The assassination of Martin Luther King Jr. is a wound in the soul of the American people, that since 1968 has cried out for healing. 

In 2024, we are urgently striving to recover the legacy of Martin Luther King Jr. and the Civil Rights Movement. It is this journey, bravely led by the Black proletariat half a century ago that contains the key to our salvation today, and answers the cry for peace that sounds across the world in our moment of genocide and war. To know ourselves as a people, and to give ourselves faithfully to the world—we must know King, and have the clarity and courage to live by this knowledge. 

Martin was an ordinary man whose moral collision with the forces of time and history led him to become a martyr and a hero. He articulated the basis on which the true America could be located, and then achieved. The Movement was a mature expression of political strategy that is the blueprint for any serious transformation of American life today, for it placed the imperative of the love ethic at its center. 

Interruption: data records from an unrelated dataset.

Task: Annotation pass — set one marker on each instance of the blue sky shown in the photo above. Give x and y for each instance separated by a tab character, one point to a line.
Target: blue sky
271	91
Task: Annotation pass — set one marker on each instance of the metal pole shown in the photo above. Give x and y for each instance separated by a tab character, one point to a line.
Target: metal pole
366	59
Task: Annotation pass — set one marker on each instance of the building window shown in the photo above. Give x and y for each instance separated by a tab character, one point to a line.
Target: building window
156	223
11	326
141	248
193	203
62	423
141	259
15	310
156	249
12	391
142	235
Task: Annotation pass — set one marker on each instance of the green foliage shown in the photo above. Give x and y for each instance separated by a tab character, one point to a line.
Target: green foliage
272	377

Love was the Movement’s witness, and it is love which produces the greatest evidence of a new America. In a cracked society where poverty, war, and racism abound, love is the weapon which carries us as far as we need to go, to make us a free people. Love—its complexity, selflessness, and loyalty to the human—becomes revolutionary in the American context. It is the fiercest challenge to the deepest contradiction in American life: that we are a “democratic country,” even while we degrade and destroy the lives of generations. Our immaturity has borne the greatest cost upon humanity the world has seen. 

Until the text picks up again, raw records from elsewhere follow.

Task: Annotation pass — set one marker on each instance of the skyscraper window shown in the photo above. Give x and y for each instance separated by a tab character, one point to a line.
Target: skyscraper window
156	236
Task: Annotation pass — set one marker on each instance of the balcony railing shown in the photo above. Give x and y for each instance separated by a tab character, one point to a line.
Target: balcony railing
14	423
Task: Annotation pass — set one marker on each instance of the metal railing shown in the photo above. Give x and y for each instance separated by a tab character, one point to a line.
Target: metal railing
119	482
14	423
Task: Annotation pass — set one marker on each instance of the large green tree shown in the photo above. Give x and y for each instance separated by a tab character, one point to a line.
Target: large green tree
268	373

Here, a people need redemption most profoundly. We are people who are still encountering one another and grappling with our place in time and history. We have everything to learn from one another, and the world. 

The Civil Rights Movement forged human beings made of “the hard kind of courage,” as James Baldwin described it. The men, women, students, and children of the Movement are of the same quality as the martyrs whose unbreakable light shines above an ashen land in Gaza today. The Palestinian people, who have demanded the highest moral qualities from themselves, are our mirrors today; they show us who we must become. The words of Refaat Alareer are imprinted on us, “If I must die, you must live to tell my story.” 

King died so we could live, so that we could act. We are bound to him, and he lives because he is inseparable from the essence of who we are, the American people. 

Martin Luther King Jr. is indispensably the father of the new America which yearns to be made real. In Philadelphia, he beats in the hearts, the values; is heard in the language and songs of all people—if one knows how to see, and to listen—and especially Black folk. We dedicate the second issue of Avant-Garde: A Journal of Peace, Democracy, and Science to Martin Luther King Jr. and the Civil Rights Movement. In Philadelphia, we have declared 2024 The Year of James Baldwin. This year of organized activity and a citywide literacy campaign, a year of ideas and love in action—is our striving to create a modern extension of the Civil Rights Movement. James, the movement’s prophetic witness and God’s Revolutionary Voice, heeded Martin’s call for revolutionary times, which we may soon find ourselves in again. From our nation’s greatest freedom movement, we take sustenance for the great journey ahead.